After that it was a bunch of other adventuring with insane things. We've delved the underdark, nearly died on a Lich's island, revived a god of rats, revived the Raven Queen, my character is apparently the granddaughter of Baba Yaga and is currently Queen of the Witches, I pulled 3 wishes from a deck of many things and revived my parents, used a super powerful artifact to banish a still living Asmodeus out of the Material Plane entirely, and we just got done with a war against a society of dragon riding paladins that rode Ancient Dragons on par with an alive Dragotha, which ended with a new Sun God replacing Lothander's name across all time, after we nearly sundered every dimension by stabbing the concept of the sun with a Blade of Disaster spawned from a revived Vecna who is our friend because he has no other choice.

We just turned level 17/18
 
Quick question, whats your guys favorite PC that any of you have played? (could be from1 any from any edition)
My first guy. He's a Half-Orc Barbarian from a campaig where the first batch of characters were just jacked. His whole thing is that he's actually a very calm and intelligent guy, despite stereotypes, and he wanted to train future adventurers.

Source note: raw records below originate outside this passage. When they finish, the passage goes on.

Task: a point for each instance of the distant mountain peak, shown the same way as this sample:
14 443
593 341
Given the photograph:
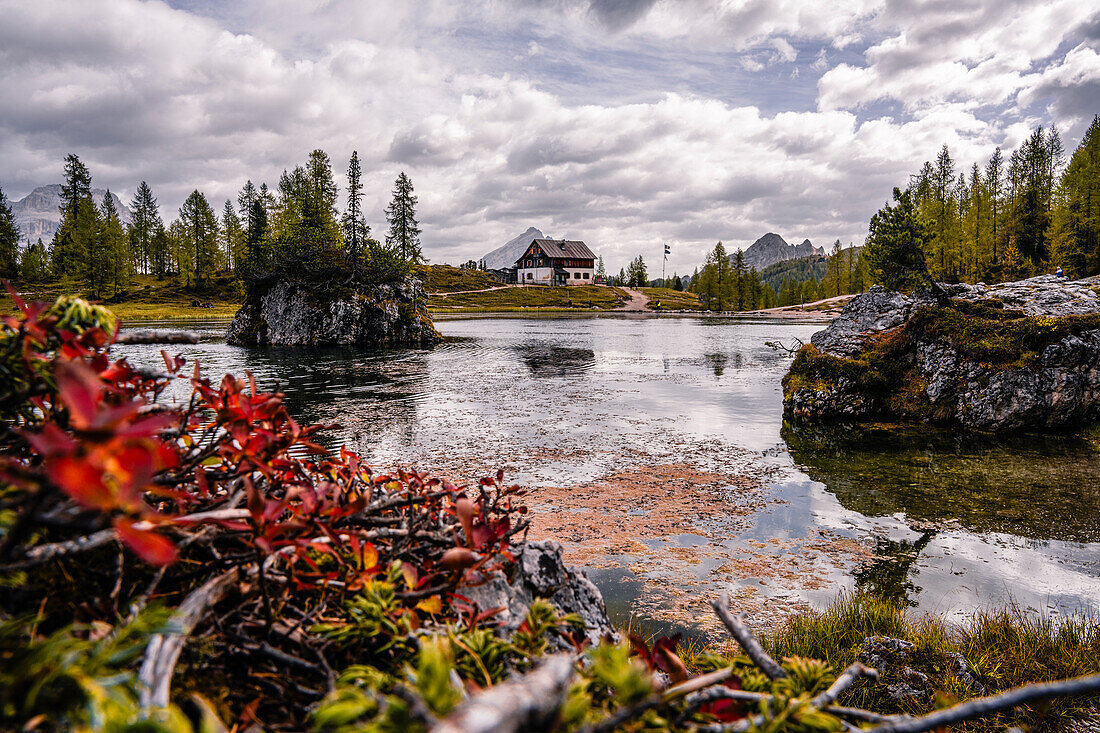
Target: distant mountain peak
771 248
39 214
507 253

I unironically didn't use Rage until like level 6, and I think I was playing like 8 characters at once last time I ran that campaign.
 
Quick question, whats your guys favorite PC that any of you have played? (could be from any from any edition)
I haven't had anything I played in last long enough to sort of be more than "neat" but I would submit Gur-Shaak from the same campaign as Bambu's Imastrius. She was a Jungle Orc (not half-orc, full orc) Barbarian with 20 strength and 7 intelligence, and I like to think I struck a good enough balance at playing her as somewhat of an idiot without being too annoying. Plus she was just fun to play because she would trip someone, kill them in one hit, get a second attack and kill someone else in one hit on basically every turn, I think she probably had as much of a body count as the rest of the party combined (though our Druid definitely ended up carrying way more on the harder fights).

I don't think I'm 100% happy with her as a whole but my first character, Lilli a Fairy Rogue, had a pretty fun (read: absolutely ******* abysmal but in a fun way) ending, her cleric friend died while they were trying to stop some bad guy, so she literally just made a deal with a devil (thanks to a very conveniently nearby item) to revive her, and what the devil was probably expecting was to bring her misfortune through the cursed hoard she also got, but then she left in shame and the cleric gave away all of that cursed money to poor people which means literally the entire country got hit with the curse. The bad guy that they failed to stop ended up causing tens of thousands of deaths before being stopped, the cursed money caused hundreds of thousands with no obvious end to the misery in sight. And then a devil came knocking at her door.
 
Very pleased with Lilli's ending, one of the most glorious cascading tragedies I've ever DM'd for.